Richard Antonio Moore, 29, and his brother, Wesley John Moore, 24, were arrested about 3: 30 p.m. after a task force of two dozen federal agents, Baltimore County and Philadelphia police swiftly moved into a three-story rowhouse in the 2200 block of N. 19th St. The Moores immediately dropped to the ground and surrendered, police said.

Both men, who were being held at Philadelphia police headquarters last night, have been charged with first-degree murder and are to be arraigned today.

Baltimore County Sgt. Bruce A. Prothero was killed Feb. 7 when he chased four suspects who fled a Pikesville jewelry store after a daylight robbery.

The house where the Moores were arrested is a brick rowhouse with broken windows, and boarded-up houses stand on either side. The trash-strewn one-way street was deserted last night, and a uniformed officer was stationed at the door of the house. Police planned to search the house overnight for evidence.

The news of the arrest spread quickly throughout the county as overjoyed police officers and political leaders praised the work of Baltimore police, who received a tip that the brothers were staying with a relative in Philadelphia and passed it on.

"I'm just very relieved," said County Executive C. A. Dutch Ruppersberger, who was visiting family in Ocean City when he received a call from police Chief Terrence B. Sheridan with the news. "I'm sure the family, friends and fellow police officers are also all relieved that these two individuals have been taken into custody."

"This whole situation has been difficult for everyone," Ruppersberger said as he was returning home last night for a telethon to raise money for Prothero's wife and five young children.

Two other men were arrested in Baltimore within days of the shooting.

Donald Antonio White Jr., 29, and Troy White, 23, both of Baltimore, are being held at the county Detention Center on first-degree murder charges without bail. The Whites are not related.

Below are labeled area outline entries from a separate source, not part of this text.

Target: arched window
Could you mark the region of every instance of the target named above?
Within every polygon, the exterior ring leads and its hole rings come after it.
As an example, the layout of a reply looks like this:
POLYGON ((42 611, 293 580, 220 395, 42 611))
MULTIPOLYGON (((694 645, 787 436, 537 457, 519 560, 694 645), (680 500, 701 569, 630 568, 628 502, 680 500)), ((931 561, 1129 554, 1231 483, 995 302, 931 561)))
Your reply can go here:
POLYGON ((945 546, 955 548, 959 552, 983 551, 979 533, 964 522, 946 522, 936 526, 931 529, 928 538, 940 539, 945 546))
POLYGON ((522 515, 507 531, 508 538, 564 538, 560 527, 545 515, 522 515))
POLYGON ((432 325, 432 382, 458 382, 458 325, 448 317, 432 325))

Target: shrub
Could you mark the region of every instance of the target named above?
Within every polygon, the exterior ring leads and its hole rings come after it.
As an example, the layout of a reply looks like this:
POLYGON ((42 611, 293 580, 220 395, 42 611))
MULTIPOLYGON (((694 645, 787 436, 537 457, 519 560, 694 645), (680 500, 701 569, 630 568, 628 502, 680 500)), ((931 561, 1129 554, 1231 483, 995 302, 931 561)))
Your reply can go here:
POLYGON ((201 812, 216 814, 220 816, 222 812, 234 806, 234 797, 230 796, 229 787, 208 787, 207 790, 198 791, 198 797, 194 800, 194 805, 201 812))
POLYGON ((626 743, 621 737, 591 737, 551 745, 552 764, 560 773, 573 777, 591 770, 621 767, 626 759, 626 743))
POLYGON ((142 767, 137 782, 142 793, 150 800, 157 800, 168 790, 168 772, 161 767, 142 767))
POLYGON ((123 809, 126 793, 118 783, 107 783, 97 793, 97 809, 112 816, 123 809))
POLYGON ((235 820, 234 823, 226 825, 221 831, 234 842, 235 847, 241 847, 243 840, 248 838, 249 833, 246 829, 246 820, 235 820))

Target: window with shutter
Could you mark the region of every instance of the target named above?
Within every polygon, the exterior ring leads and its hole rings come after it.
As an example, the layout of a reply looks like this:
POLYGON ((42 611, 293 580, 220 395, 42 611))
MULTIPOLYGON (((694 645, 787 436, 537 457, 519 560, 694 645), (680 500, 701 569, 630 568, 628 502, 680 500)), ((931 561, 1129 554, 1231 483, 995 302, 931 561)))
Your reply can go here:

But the Moores were not found, despite dozens of tips to city police and county police headquarters, the 911 center, precincts and the homicide unit.

They also did not turn up despite a passionate public plea from Mary Moore, the suspects' mother, for her sons to turn themselves in the week of the shooting. The Moore family declined to comment last night.

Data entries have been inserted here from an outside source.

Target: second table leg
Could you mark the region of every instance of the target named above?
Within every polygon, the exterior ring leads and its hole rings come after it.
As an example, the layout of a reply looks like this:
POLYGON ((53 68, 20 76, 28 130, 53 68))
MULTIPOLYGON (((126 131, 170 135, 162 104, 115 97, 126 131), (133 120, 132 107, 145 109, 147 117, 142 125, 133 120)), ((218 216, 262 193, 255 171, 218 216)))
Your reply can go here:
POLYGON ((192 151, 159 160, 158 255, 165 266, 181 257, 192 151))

But police said the tip from an informant came as county and city police were crisscrossing the Baltimore area for a breakthrough in the case.

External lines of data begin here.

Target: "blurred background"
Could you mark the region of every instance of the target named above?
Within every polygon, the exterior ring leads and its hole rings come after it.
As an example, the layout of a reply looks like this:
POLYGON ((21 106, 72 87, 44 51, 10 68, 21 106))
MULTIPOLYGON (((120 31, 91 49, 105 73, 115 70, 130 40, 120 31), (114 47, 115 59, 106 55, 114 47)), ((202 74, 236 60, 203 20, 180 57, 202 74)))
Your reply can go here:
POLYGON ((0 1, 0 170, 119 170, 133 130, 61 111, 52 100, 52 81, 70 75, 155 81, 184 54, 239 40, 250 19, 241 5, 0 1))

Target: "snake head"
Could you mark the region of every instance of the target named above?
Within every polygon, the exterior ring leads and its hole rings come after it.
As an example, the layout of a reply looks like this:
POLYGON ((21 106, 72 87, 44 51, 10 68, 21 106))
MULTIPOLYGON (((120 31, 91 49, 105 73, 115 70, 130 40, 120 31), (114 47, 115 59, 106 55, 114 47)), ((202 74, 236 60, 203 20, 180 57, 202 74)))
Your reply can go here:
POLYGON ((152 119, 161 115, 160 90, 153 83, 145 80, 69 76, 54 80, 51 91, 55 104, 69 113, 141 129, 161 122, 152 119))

At Circle Terrace Apartments in Lansdowne, where Richard Moore had lived, police hung "wanted" posters at the rental office asking for help in their search.

County police tactical officers, acting on a tip Tuesday, combed a North Point neighborhood looking for the Moores.

Neighbors at an Essex community where Wesley Moore once lived said a police helicopter with searchlights scanned the community Wednesday night.

Yesterday afternoon, about two hours before the arrest in Philadelphia, county homicide detectives were back in North Point interviewing residents about the Moores' whereabouts.

"Baltimore City [police] were crucial in this investigation. We have been working hand in hand with them to try to gain information," said county police spokeswoman Cpl. Vicki Warehime. "They were crucial in supplying us with this information that led us to Philadelphia."

Although police would not disclose whom the Moores were staying with, Warehime said that person could face charges of harboring a fugitive.

"Our investigation continues," she said.

County homicide Detectives Phillip Marll and James Tincher, the lead investigators in the case, arrived in Philadelphia after 7 p.m. to interview the suspects.

Linda Vizi, an FBI agent, said extradition proceedings were pending.

A flurry of messages on the Fraternal Order of Police Web site were exchanged within minutes of the arrest.

One officer wrote, "02/19/00 Dundalk Dispatch advised that Both of the MOORE Brothers are under arrest in Philadelphia!!!!!"

"HIP, HIP, HOORAY!!!" was the reply. "Three cheers for the arresting team and praise be to God."

But Prothero's older brother, Rick, said from his Harford County home yesterday, "There is some relief that they were apprehended, but I don't think there is any sense of joy. We are kind of like everyone else just seeing what the next step is."

The state Department of Public Safety and Correctional Services is investigating how state probation and parole agents handled the four suspects, who had lengthy criminal histories with charges ranging from handgun violations to attempted first-degree murder.

The investigation came after disclosures that two of the men, Donald White and Richard Moore, had outstanding warrants for other crimes at the time of the shooting. Donald White was being sought for failing to appear in court on attempted-murder charges. Richard Moore had skipped out on home detention after he was released from prison on a drug conviction.

His brother, Wesley Moore, was supposed to be on four years' probation after several drug convictions in 1994, but he did not meet with a probation officer for nearly two years.

Sun staff writers Tim Craig and Dennis O'Brien and contributor Mark Fazlola provided information for this article.